Et se tenir la main, c’est parfois trouver du sens. Ça a été le cas pour moi : parce que je crois aux âmes, je me suis aperçue qu’une fausse couche, c’est la mort de la matière c’est vrai, mais l’âme, elle, continue son voyage vers la vie. Vers une autre femme. Vers la vie. Pour moi, une âme ne traverse jamais un corps sans raison. Elles transmettent un message. Ces échecs et échouages m’ont révélé quelque chose de moi. Je me sentais déjà vivante que ces vies m’aient traversée. Alors on pleure lorsqu’est venue l’heure de dire au-revoir mais on dit merci aussi, « merci d’être venue jusqu’à moi. » Cette pensée a forcé mon humilité face à l’immense, m’a rappelé que tout comme moi, la vie a ses raisons.

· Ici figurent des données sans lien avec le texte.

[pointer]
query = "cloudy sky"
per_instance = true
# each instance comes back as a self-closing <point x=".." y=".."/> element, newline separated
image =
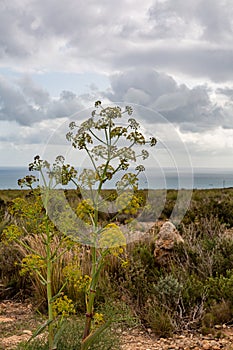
<point x="172" y="59"/>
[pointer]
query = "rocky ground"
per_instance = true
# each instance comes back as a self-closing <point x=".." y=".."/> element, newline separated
<point x="17" y="321"/>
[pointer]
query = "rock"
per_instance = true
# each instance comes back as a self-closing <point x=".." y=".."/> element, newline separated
<point x="167" y="237"/>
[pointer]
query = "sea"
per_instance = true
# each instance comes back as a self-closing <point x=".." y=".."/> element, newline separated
<point x="152" y="178"/>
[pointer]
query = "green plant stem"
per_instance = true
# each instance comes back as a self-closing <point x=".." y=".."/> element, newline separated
<point x="49" y="287"/>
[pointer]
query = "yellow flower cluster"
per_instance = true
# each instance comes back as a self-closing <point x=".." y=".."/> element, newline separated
<point x="128" y="203"/>
<point x="32" y="262"/>
<point x="98" y="319"/>
<point x="85" y="210"/>
<point x="11" y="233"/>
<point x="74" y="276"/>
<point x="112" y="238"/>
<point x="63" y="306"/>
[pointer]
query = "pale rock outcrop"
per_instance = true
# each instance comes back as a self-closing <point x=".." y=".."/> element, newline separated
<point x="167" y="237"/>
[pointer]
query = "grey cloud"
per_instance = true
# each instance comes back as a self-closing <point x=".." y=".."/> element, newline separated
<point x="27" y="103"/>
<point x="225" y="91"/>
<point x="210" y="20"/>
<point x="192" y="37"/>
<point x="205" y="63"/>
<point x="190" y="109"/>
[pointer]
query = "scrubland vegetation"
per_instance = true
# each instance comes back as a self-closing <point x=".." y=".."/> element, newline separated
<point x="193" y="290"/>
<point x="71" y="253"/>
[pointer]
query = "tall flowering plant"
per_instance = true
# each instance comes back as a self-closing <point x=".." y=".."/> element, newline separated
<point x="112" y="149"/>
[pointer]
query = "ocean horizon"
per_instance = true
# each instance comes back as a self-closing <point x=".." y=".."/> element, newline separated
<point x="153" y="178"/>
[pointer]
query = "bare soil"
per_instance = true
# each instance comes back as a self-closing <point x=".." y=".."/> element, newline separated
<point x="19" y="320"/>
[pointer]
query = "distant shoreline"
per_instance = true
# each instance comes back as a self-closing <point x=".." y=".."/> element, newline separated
<point x="153" y="178"/>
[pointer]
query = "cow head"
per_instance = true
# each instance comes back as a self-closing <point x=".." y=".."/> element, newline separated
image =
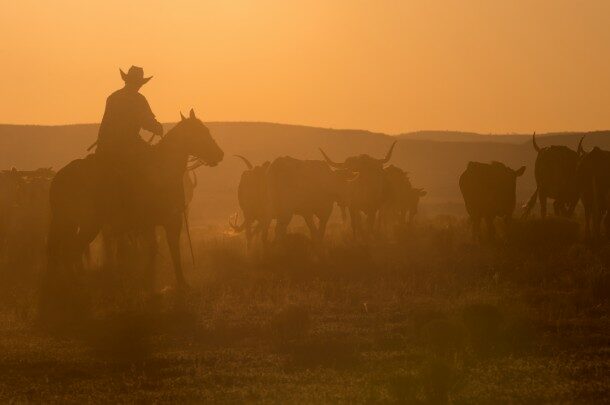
<point x="360" y="163"/>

J’ai appris à déconstruire l’idée que la joie se résume à obtenir ce que je veux. L’optimisme ne se limite pas à celles pour qui tout fonctionne. L’optimisme existe aussi dans les deuils, les réinventions et le choix de vivre autrement. J’ai appris à vivre autrement. J’ai beaucoup appris auprès de femmes qui ont essayé, espéré, souffert, et pour qui malgré tout l’enfant ne viendra pas. Elles m’ont enseigné que l’optimisme peut aussi être le courage immense de vivre sans enfant, malgré un désir ardent. De faire de la place à d’autres formes d’amour, de fécondité et de transmission.
Ce qu’on vit seule est en réalité un couloir très peuplé, dans lequel on croise des femmes debout, d’autres pliées mais toutes courageuses. Même lorsqu’elles doutent ou n’ont plus envie.
Tant dans le travail que dans ma vie personnelle, j’ai compris que ma vie fonctionne par « invitation ». Ça ne signifie pas attendre qu’on frappe à ma porte ou qu’on fasse les choses pour moi. C’est plus subtil. C’est apprendre à déceler dans l’invisible pour les yeux — et le concret pour le cœur — ce qui va s’offrir aisément à nous et ce qui nécessite une lutte contre soi-même. Dans mon cas, il s’agissait de lâcher-prise, de cesser de me persuader que je peux faire taire mes vagues, mes raz-de-marée et mes vents intérieurs en un claquement de doigts, comme on clôt un livre. Accepter de ne pas pouvoir est déjà un pouvoir. Mais il faut avoir creusé profondément en soi pour s’en apercevoir.
J’attends aujourd’hui mon deuxième enfant. Je suis tombée enceinte quand j’ai cessé d’attendre. Aucune leçon à tirer ici, c’est juste ainsi que cela s’est produit sur moi.
Ce texte est pour toutes les femmes, et en particulier celles pour qui ça ne viendra pas. À elles, je leur dis : toutes les histoires s’embrassent. Tous les corps et toutes les trajectoires.